Always be open minded. No one enjoys stress. However, from that concept you can decide to make life easier. Allow me to reflect on one such problem solver; Alexander Graham Bell, an eminent scientist, inventor, engineer, and innovator, who is credited with inventing the first practical telephone. His father, grandfather, and brother had all been associated with work on elocution and speech, and both his mother and wife were deaf. These conditions propelled Bell's life's work. His research on hearing and speech further led him to experiment with hearing devices which eventually culminated in Bell being awarded the first US patent for the telephone in 1876. Alexander saw a problem and he solved it.

If you observe the biography of most successful persons, you will realize that their successes started with pure observation and a problem solving mentality.

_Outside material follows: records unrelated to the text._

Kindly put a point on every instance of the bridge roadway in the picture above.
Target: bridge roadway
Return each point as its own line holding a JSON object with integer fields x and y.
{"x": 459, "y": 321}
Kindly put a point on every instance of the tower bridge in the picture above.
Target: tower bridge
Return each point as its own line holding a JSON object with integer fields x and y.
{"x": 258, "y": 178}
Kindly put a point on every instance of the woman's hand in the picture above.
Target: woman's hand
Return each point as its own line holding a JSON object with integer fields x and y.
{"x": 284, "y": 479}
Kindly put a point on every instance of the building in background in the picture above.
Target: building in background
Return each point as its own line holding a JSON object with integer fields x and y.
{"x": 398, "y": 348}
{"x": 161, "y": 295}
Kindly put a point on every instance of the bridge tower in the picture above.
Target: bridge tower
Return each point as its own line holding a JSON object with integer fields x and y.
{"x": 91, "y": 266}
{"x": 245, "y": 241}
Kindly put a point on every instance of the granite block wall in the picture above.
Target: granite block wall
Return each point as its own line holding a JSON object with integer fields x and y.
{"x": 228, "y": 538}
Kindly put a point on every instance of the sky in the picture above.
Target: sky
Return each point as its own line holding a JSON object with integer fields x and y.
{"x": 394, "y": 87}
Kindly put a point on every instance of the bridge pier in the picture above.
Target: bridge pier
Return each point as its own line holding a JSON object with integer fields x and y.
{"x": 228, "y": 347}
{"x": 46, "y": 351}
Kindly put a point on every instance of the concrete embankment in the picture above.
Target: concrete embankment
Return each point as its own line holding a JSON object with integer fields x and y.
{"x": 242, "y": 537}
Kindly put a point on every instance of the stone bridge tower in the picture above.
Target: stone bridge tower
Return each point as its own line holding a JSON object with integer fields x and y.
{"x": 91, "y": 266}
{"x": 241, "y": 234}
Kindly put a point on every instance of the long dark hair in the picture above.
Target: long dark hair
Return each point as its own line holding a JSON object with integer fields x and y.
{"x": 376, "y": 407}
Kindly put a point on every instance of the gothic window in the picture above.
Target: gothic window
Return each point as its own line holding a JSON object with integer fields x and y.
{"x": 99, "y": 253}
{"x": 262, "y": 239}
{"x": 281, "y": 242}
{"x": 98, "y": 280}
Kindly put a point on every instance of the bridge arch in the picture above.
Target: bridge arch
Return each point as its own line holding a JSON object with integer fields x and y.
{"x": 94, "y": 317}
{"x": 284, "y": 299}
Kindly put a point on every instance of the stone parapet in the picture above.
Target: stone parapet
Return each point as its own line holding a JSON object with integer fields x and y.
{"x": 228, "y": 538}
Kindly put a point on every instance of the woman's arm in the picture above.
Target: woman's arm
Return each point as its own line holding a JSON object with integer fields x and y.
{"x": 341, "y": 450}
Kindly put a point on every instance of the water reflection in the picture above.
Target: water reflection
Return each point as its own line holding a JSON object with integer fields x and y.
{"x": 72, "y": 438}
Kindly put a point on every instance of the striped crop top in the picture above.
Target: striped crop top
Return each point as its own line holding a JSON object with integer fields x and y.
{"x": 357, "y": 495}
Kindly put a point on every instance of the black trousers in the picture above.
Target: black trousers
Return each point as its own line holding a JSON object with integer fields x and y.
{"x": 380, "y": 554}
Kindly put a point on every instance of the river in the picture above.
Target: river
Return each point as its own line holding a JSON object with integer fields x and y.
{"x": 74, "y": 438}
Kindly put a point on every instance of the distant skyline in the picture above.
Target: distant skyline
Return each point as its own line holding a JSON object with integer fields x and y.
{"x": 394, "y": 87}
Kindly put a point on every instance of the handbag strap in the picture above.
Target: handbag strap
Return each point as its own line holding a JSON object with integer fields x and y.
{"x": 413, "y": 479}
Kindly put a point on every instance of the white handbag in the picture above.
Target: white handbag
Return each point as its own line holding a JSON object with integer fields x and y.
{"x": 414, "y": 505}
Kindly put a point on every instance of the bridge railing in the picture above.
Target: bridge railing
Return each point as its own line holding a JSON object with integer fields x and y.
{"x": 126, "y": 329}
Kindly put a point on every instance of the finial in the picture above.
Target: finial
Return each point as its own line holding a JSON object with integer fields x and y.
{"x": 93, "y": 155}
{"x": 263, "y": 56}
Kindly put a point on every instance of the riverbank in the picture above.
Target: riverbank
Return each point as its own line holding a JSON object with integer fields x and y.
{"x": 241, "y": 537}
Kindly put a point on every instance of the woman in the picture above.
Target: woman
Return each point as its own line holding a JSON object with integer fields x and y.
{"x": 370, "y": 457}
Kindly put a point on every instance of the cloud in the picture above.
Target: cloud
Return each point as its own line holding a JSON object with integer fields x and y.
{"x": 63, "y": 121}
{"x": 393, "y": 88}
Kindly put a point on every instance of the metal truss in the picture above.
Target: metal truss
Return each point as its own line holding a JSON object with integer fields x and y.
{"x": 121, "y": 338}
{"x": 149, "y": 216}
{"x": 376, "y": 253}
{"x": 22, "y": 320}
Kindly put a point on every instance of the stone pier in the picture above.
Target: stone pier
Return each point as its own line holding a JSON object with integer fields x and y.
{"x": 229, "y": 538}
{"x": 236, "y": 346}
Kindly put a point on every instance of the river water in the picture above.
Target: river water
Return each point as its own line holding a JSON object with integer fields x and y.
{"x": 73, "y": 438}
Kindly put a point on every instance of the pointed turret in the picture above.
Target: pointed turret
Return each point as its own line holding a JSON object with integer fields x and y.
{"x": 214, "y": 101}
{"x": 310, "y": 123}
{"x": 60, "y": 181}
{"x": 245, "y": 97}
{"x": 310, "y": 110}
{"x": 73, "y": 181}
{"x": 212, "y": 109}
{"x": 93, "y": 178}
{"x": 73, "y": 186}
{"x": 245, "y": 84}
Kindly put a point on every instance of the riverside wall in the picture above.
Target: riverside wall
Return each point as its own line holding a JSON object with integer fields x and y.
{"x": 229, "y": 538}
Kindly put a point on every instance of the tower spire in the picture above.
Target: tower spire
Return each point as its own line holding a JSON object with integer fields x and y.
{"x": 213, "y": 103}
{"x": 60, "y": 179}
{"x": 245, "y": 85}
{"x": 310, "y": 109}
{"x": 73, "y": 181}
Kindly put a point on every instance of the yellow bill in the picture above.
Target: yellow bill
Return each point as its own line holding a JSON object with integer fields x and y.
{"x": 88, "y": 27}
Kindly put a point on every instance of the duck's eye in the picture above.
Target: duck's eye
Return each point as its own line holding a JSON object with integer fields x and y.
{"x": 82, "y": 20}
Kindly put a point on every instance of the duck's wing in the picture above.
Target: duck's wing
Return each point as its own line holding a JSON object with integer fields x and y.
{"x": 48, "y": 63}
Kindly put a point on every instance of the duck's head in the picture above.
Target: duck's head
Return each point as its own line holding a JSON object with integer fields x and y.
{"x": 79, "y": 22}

Take Mark Zuckerberg, creator of Facebook and Jane McGonigal, world renowned game designer, for example. These individuals saw a need and they aimed to solve it. 

Mark Elliot Zuckerberg is an American computer programmer and internet entrepreneur. He is best known for co-creating the social networking site Facebook, of which he is chief executive. This site was created based on his knowledge of computer programming and his psychology intelligence. It was co-founded as a private company in 2004 by Zuckerberg and classmates Dustin Moskovitz, Eduardo Saverin, and Chris Hughes while they were students at Harvard University. In 2010, Zuckerberg was named Time magazine's Person of the Year. As of 2011, his personal wealth was estimated to be $17.5 billion making him one of the world's youngest billionaires. 

Jane McGonigal is a game designer, game researcher, and author, specializing in pervasive gaming and alternate reality games. McGonigal has been called "the current public face of gamification." She writes and speaks about alternate reality games and massively multiplayer online gaming, especially the way that collective intelligence can be generated and utilized as a means for improving the quality of human life or working towards the solution of social ills. She has stated that gaming should be moving "towards Nobel Prizes." In 2006, she was named to the MIT Technology Review TR35 as one of the top 35 innovators in the world under the age of 35. 

What problem can you solve today? It doesn’t have to be as strategic and complex as what Mark and Jane has done. Take a look around you, what could be improved? I believe that it first begins in the mind. Whatever we can perceive, we can achieve.